I like Foley’s style. She lets the reader wonder who the victim is for many pages while also providing us character insight into those involved. Jules takes controlling to new heights, and has a violent temper, while Will seems so handsome, charming, and charismatic, it defies reality. Is one of them the victim? The murderer? Their wedding party is also no picnic – the groomsmen are all emotionally immature and seem to be hiding a violent secret, while the bridesmaid, Jules’ sister, has a tenuous grip on sanity. Surely one of these is the victim, and is it more than one murderer? And so on we go, wondering which way is up and who survives.
There are Murder on the Orient Express vibes along with The Secret History. The ending is nuanced and satisfying, as the reader feels a wide range of emotions for each character as new layers and motivations are revealed. Sibling rivalry and relationships are key, including those friends we make that become like our siblings. Consequences and mental health are all slippery goals throughout the novel. As we are forced to examine sibling relationships, we cannot forget how parents shape their children, purposely and otherwise. Ultimately, scars from childhood seem to run the deepest.
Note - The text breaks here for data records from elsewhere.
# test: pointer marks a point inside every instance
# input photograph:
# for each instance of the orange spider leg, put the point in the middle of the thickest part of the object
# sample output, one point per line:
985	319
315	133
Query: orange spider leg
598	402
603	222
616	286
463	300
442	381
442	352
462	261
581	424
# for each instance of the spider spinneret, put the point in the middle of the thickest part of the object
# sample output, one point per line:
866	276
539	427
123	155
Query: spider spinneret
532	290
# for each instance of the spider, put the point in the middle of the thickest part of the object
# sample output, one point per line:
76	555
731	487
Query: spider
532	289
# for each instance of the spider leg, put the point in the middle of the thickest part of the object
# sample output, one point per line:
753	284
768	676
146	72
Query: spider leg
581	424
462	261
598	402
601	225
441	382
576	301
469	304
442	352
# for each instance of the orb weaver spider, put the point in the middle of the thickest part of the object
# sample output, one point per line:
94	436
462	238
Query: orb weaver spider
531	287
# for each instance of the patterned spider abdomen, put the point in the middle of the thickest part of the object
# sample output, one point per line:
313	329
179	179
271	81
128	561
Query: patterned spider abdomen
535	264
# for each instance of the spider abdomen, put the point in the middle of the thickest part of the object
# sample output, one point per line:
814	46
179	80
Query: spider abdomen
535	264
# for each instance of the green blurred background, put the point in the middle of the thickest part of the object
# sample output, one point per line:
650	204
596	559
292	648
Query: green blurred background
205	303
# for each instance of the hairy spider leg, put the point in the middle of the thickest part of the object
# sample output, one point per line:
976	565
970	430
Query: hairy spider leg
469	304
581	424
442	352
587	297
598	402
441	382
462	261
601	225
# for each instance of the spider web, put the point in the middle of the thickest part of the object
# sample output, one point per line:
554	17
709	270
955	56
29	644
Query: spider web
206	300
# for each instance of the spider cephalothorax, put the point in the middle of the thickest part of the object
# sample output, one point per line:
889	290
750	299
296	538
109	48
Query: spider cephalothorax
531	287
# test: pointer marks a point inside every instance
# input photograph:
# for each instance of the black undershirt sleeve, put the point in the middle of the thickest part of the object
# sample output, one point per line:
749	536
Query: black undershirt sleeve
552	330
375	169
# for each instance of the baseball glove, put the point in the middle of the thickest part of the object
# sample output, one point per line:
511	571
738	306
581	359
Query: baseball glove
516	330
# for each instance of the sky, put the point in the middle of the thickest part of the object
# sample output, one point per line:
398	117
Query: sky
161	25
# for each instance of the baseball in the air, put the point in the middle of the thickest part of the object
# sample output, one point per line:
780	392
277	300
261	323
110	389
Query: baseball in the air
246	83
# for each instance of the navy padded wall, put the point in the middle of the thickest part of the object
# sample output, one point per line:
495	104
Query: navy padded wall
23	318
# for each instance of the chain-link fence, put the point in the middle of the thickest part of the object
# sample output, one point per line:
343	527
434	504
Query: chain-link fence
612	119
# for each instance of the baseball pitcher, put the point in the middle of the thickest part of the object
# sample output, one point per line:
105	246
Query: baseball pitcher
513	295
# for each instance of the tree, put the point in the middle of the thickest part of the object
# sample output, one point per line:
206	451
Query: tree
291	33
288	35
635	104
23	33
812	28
Pros & Cons & Potential Spoilers
Pros
- Good mental workout, trying to figure out both victim and murderer and motive
- The reader learns so much about each character without feeling bogged down in details or flashbacks
- I feel like every Bridezilla deserves some part of her wedding to go awry, and my sentiment was rewarded
Cons
- I figured it out – I know I’m pretty fickle about this, sometimes it is a con and sometimes it is a pro – but I really wanted one more plot twist that left me dumbfounded
- The person arrested for the crime is not the person who committed it, and I can’t decide how I feel about that
- You will hate almost every one by the end of this book – very few good humans in this book. There should also be more divorce amongst them.